According to the World Economic Forum, emotional intelligence is one of the top 10 skills needed for professional success in 2020 and beyond.
It’s common for some workplaces to give employees personality tests to help determine what roles they might be best suited for. But personality tests don’t measure EQ.
Knowing the emotional intelligence of employees can help organizations understand, to some degree, how an employee might manage their emotions and stress, as well as interact with co-workers and clients.
A person’s emotional intelligence might provide insight into which tasks and responsibilities at work are appropriate for them.
For example, a person with high EQ in the workplace might:
- understand co-workers, empathize with them, and know how to best interact with them
- know how to adjust to meet deadlines
- take criticism well and improve based on feedback
- be open to making adjustments and improving the overall workplace
Emotional intelligence and leadership
Similarly to success, there are many positive traits that might be attributed to effective leadership, like clear communication and confidence. A high EQ may also be beneficial in leadership roles, especially when working with others or on teams.
For leaders and managers, EQ can be essential for:
- understanding and communicating with co-workers
- motivating employees and teammates
- ensuring co-workers and employees are engaged and interested in the work
Emotional intelligence might come naturally to some people, but that isn’t always the case for every personality type.
There are many strategies that can help strengthen EQ. With work and self-awareness, cultivating a higher EQ may be possible.
You may have to try different things before you notice a change in yourself. For many people, a combination of several methods can be most effective in improving EQ.
When upsetting or stressful situations arise, pay attention and recognize the emotions you are feeling.
Be aware of how you typically react in emotional situations. No matter how upset you may be, it’s often helpful to wait before immediately reacting.
For instance, if a friend upsets you because they keep canceling plans you’ve made, pay attention to how the situation makes you feel before responding to them. If you are mad, let time pass before sending your friend a note letting them know how hurt you are.
You can ask loved ones, family, friends, or co-workers to help evaluate your emotional intelligence. You might ask them if you seem to have the following traits:
If they offer feedback, it may be beneficial to consider how you might improve your EQ.
Mindfulness, a habit of focusing on the moment rather than worrying about things that are far off or out of your control, may help with self-awareness and taking control of your emotional response.
Practicing mindfulness may also help reduce stress by keeping you grounded and better able to handle stressful or emotional situations.
Enhance your empathy
Becoming more empathetic by understanding diverse perspectives is a key facet of high EQ.
Listening to stories or consuming art and media made by people who have different life circumstances than yours can be very enriching for emotional intelligence.
Some ways to broaden your emotional horizons and build empathy might be:
- reading articles or books
- watching movies
- listening to podcasts
- appreciating art
EQ measures a person’s positive emotional response and ability to recognize and understand another’s emotions. While EQ may have been overlooked in the past, emotional intelligence is now commonly recognized as an important part of a person’s personality.

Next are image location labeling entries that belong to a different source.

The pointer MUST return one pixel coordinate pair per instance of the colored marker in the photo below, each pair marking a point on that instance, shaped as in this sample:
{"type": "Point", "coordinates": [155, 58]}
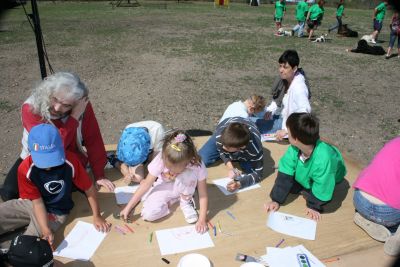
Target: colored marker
{"type": "Point", "coordinates": [230, 214]}
{"type": "Point", "coordinates": [280, 243]}
{"type": "Point", "coordinates": [165, 260]}
{"type": "Point", "coordinates": [331, 259]}
{"type": "Point", "coordinates": [130, 229]}
{"type": "Point", "coordinates": [119, 230]}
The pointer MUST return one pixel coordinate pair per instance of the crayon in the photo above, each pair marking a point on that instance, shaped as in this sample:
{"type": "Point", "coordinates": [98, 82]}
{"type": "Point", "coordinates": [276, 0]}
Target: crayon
{"type": "Point", "coordinates": [280, 243]}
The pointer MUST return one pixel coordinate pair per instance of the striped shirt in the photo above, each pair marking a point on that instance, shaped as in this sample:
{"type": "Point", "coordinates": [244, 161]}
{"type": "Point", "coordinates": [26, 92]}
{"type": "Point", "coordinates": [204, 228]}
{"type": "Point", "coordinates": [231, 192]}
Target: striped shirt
{"type": "Point", "coordinates": [253, 153]}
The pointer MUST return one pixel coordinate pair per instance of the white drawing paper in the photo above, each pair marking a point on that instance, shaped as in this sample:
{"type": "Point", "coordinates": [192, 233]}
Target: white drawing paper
{"type": "Point", "coordinates": [221, 184]}
{"type": "Point", "coordinates": [181, 239]}
{"type": "Point", "coordinates": [124, 193]}
{"type": "Point", "coordinates": [81, 242]}
{"type": "Point", "coordinates": [292, 225]}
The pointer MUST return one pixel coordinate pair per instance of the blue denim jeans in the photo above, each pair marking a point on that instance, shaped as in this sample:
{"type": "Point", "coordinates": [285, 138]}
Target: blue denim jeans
{"type": "Point", "coordinates": [209, 154]}
{"type": "Point", "coordinates": [268, 126]}
{"type": "Point", "coordinates": [379, 213]}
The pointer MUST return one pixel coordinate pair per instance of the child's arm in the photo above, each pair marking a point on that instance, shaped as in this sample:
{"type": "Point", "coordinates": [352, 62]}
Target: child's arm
{"type": "Point", "coordinates": [201, 225]}
{"type": "Point", "coordinates": [99, 222]}
{"type": "Point", "coordinates": [39, 210]}
{"type": "Point", "coordinates": [144, 186]}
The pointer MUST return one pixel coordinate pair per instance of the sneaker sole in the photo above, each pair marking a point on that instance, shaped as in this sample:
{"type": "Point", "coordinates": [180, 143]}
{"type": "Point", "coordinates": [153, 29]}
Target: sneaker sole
{"type": "Point", "coordinates": [374, 230]}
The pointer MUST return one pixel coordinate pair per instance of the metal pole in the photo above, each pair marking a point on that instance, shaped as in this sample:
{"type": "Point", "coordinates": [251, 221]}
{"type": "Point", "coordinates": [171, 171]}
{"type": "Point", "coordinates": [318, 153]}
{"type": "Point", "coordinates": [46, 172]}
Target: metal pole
{"type": "Point", "coordinates": [39, 40]}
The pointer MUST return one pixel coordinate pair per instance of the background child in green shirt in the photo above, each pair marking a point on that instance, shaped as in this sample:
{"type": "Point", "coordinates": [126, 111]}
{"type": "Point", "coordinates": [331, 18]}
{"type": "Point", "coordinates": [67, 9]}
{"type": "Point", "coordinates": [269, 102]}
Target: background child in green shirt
{"type": "Point", "coordinates": [280, 9]}
{"type": "Point", "coordinates": [339, 15]}
{"type": "Point", "coordinates": [301, 13]}
{"type": "Point", "coordinates": [309, 167]}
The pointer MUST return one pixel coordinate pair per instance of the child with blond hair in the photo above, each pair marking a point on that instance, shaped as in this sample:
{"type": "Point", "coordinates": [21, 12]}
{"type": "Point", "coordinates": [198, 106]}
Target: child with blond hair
{"type": "Point", "coordinates": [174, 175]}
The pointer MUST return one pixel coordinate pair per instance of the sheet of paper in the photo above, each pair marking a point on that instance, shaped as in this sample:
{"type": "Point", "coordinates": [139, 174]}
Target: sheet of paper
{"type": "Point", "coordinates": [221, 184]}
{"type": "Point", "coordinates": [292, 225]}
{"type": "Point", "coordinates": [181, 239]}
{"type": "Point", "coordinates": [124, 193]}
{"type": "Point", "coordinates": [268, 137]}
{"type": "Point", "coordinates": [80, 243]}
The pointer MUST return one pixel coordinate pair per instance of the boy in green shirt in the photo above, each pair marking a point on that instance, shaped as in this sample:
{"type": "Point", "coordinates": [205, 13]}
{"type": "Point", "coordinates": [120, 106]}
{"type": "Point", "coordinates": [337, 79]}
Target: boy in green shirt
{"type": "Point", "coordinates": [310, 167]}
{"type": "Point", "coordinates": [301, 12]}
{"type": "Point", "coordinates": [280, 9]}
{"type": "Point", "coordinates": [339, 14]}
{"type": "Point", "coordinates": [379, 15]}
{"type": "Point", "coordinates": [314, 17]}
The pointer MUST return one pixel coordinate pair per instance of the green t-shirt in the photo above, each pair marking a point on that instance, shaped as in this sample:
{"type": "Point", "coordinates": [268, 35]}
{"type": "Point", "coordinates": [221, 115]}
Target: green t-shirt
{"type": "Point", "coordinates": [319, 173]}
{"type": "Point", "coordinates": [301, 9]}
{"type": "Point", "coordinates": [316, 13]}
{"type": "Point", "coordinates": [279, 8]}
{"type": "Point", "coordinates": [380, 11]}
{"type": "Point", "coordinates": [339, 11]}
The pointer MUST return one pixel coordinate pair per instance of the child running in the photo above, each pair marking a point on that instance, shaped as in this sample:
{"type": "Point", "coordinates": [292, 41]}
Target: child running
{"type": "Point", "coordinates": [179, 170]}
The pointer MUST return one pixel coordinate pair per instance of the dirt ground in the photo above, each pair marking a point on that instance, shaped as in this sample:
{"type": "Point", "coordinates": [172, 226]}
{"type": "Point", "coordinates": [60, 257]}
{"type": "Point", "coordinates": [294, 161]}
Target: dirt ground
{"type": "Point", "coordinates": [160, 64]}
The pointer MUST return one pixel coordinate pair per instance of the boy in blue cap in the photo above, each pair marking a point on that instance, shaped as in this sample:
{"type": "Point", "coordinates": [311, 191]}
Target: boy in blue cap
{"type": "Point", "coordinates": [45, 181]}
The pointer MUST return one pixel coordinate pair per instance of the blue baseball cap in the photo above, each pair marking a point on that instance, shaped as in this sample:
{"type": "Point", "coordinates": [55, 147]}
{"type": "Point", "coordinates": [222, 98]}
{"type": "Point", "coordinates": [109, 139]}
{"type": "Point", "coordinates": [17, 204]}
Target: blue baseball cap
{"type": "Point", "coordinates": [45, 146]}
{"type": "Point", "coordinates": [134, 146]}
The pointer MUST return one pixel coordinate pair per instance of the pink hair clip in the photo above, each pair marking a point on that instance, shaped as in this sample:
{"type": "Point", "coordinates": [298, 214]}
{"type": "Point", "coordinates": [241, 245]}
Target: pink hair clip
{"type": "Point", "coordinates": [179, 138]}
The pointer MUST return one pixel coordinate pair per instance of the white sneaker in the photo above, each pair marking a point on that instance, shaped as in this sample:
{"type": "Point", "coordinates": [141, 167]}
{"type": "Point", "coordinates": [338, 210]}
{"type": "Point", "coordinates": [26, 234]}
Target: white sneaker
{"type": "Point", "coordinates": [188, 209]}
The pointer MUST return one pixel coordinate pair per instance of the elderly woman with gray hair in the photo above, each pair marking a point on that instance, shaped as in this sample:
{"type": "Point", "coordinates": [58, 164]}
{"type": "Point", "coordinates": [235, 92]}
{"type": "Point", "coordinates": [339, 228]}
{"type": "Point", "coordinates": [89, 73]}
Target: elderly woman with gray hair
{"type": "Point", "coordinates": [62, 100]}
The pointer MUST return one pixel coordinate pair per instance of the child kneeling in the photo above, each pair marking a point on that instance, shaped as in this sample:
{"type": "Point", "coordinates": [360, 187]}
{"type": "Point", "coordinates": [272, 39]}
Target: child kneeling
{"type": "Point", "coordinates": [310, 167]}
{"type": "Point", "coordinates": [173, 176]}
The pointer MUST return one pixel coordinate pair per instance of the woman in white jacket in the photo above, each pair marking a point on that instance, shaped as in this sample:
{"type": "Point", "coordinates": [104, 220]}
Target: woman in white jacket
{"type": "Point", "coordinates": [291, 94]}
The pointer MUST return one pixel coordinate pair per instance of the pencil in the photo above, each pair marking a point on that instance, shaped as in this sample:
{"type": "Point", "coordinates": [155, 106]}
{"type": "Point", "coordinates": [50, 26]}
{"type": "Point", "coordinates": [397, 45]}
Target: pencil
{"type": "Point", "coordinates": [119, 230]}
{"type": "Point", "coordinates": [280, 243]}
{"type": "Point", "coordinates": [130, 229]}
{"type": "Point", "coordinates": [331, 259]}
{"type": "Point", "coordinates": [230, 214]}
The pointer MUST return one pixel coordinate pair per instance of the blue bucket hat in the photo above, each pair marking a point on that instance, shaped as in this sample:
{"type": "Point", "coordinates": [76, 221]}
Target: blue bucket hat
{"type": "Point", "coordinates": [134, 146]}
{"type": "Point", "coordinates": [45, 146]}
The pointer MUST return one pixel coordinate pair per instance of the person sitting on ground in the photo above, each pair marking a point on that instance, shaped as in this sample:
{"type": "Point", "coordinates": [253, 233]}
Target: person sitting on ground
{"type": "Point", "coordinates": [245, 109]}
{"type": "Point", "coordinates": [62, 100]}
{"type": "Point", "coordinates": [174, 175]}
{"type": "Point", "coordinates": [290, 93]}
{"type": "Point", "coordinates": [140, 142]}
{"type": "Point", "coordinates": [279, 13]}
{"type": "Point", "coordinates": [377, 199]}
{"type": "Point", "coordinates": [45, 180]}
{"type": "Point", "coordinates": [394, 33]}
{"type": "Point", "coordinates": [314, 17]}
{"type": "Point", "coordinates": [301, 13]}
{"type": "Point", "coordinates": [236, 140]}
{"type": "Point", "coordinates": [379, 16]}
{"type": "Point", "coordinates": [310, 167]}
{"type": "Point", "coordinates": [339, 15]}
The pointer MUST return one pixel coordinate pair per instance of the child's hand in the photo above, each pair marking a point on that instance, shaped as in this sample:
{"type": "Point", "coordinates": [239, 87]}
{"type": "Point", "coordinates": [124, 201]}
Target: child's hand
{"type": "Point", "coordinates": [313, 214]}
{"type": "Point", "coordinates": [124, 214]}
{"type": "Point", "coordinates": [201, 226]}
{"type": "Point", "coordinates": [271, 206]}
{"type": "Point", "coordinates": [48, 235]}
{"type": "Point", "coordinates": [101, 225]}
{"type": "Point", "coordinates": [232, 186]}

EQ can be beneficial in the workplace, especially when it comes to managing stress and working with others. High emotional intelligence may be particularly helpful for those in leadership roles who manage others.
If you feel like you may need to improve your EQ, know that you are not alone. Emotional intelligence doesn’t always come easily for every person or personality type, but cultivating higher EQ is possible.
Strategies like maintaining emotional self-awareness and enhancing empathy are a few ways you can achieve higher EQ.
Like most self-improvement strategies, you may have to try different things before you find what is most helpful for you. Often, trying multiple things together can be effective in improving EQ.